In May, the Army's Alaska headquarters was redesignated the 11th Airborne Division. With that change, the 1st Brigade Combat Team and 4th Brigade Combat Team, formerly of the 25th Infantry Division, became the 1st and 2nd Infantry Brigade Combat Team of the 11th Airborne Division. Reviving the historic airborne unit designation was aimed at differentiating the needs and mission sets of the infantry units stationed in Alaska and focused on Arctic operations. As such, its soldiers need reliable overland mobility in harsh, frozen terrain. Existing vehicles available to the unit, like the Stryker wheeled armored combat vehicle are unreliable in frozen and varying conditions soldiers are likely to encounter above the Arctic Circle.
Chief of Staff of the Army Gen. James McConville said that the Stryker Brigade Combat Team based at Fort Wainwright would transition to become a more mobile, infantry-based unit focusing on air assault capabilities and equipped to maneuver specifically in cold, northern latitudes. That plan involves moving the unit's Strykers out of Alaska by fall to make way for new CATVs.
Strykers are so ill-suited for Arctic conditions that soldiers had little faith in their effectiveness and spent far more time repairing the wheeled vehicles than operating them in the field. The Strykers often freeze up in the extreme cold. Soldiers became so frustrated with the Stryker's performance in Alaska that their replacement was seen as at least a partial salve to morale that had dipped very low. You can read more about the Stryker's cold climate woes in this piece by Haley Britzky over at Task & Purpose.
Beowulf's ability to be sling loaded under a helicopter fits in with the unit's focus on air assault. The legacy SUSV, a variant of the Hagglunds Bv 206, was air-droppable. The modernized Bv 206S variant, which has never been in U.S. military service, was even low-profile enough to be carried inside a CH-47-series helicopter. It is unclear whether Beowulf is as transportable as the SUSV or the Bv 206S, but that would align with both the air assault and airborne mission sets the 11th Airborne shoulders. Long-range mobility is critical in the Arctic, where cold can wear down troops and equipment and military support infrastructure is scarce and very widespread.

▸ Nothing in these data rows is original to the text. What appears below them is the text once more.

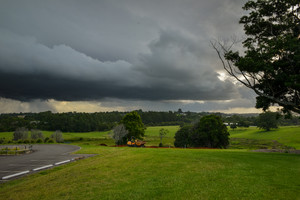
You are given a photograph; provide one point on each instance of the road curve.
(43, 155)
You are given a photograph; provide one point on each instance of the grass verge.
(135, 173)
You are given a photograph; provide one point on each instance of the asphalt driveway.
(43, 157)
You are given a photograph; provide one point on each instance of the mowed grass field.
(287, 135)
(145, 173)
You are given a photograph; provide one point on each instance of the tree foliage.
(208, 132)
(267, 120)
(57, 136)
(182, 136)
(36, 134)
(270, 65)
(162, 133)
(134, 125)
(20, 134)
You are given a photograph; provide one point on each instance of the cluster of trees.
(210, 132)
(130, 126)
(269, 63)
(103, 121)
(85, 122)
(246, 121)
(22, 134)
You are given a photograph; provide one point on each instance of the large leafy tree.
(134, 125)
(270, 64)
(210, 132)
(267, 120)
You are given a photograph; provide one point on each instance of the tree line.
(103, 121)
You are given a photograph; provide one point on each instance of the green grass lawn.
(141, 173)
(287, 135)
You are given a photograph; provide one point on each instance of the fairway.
(135, 173)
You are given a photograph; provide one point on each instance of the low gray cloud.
(128, 50)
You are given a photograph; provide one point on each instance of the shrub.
(36, 134)
(39, 140)
(182, 136)
(50, 141)
(57, 136)
(20, 133)
(267, 120)
(119, 134)
(26, 141)
(134, 125)
(210, 132)
(46, 139)
(20, 141)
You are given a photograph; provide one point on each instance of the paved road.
(44, 154)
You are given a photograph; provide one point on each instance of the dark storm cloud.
(91, 50)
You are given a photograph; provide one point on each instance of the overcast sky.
(97, 55)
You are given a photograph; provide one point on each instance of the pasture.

For the National Guard, the vehicle's amphibious snow-capable and air-transportable qualities make it useful for disaster relief just about anywhere. They could be flown in by helicopter to areas devastated by blizzards, floods, hurricanes or other natural disasters, for instance. The potential to add heavy weapons like mortars or even missiles to the CATV's towed section — SUSVs are capable of acting as tow tractors and Hagglunds carriers have been shown in the past as missile and mortar carriers — adds yet another dimension to the capability such a vehicle can bring to the high north.
Climate change brings both warming water and strategic opportunities to the historically ice-clogged Arctic. Russia especially has asserted dominion over a portion of the natural resources beneath the seabed in the region. International competition has also ramped up for control of newly opened maritime trade routes that will run through the far northern latitudes. The U.S. military is intent on growing its presence in the region to counter Russian expansion. The Army's commitment to troop mobility with a new CATV designed specifically for use in frigid climates underscores the service's desire to play a major role in the region as well.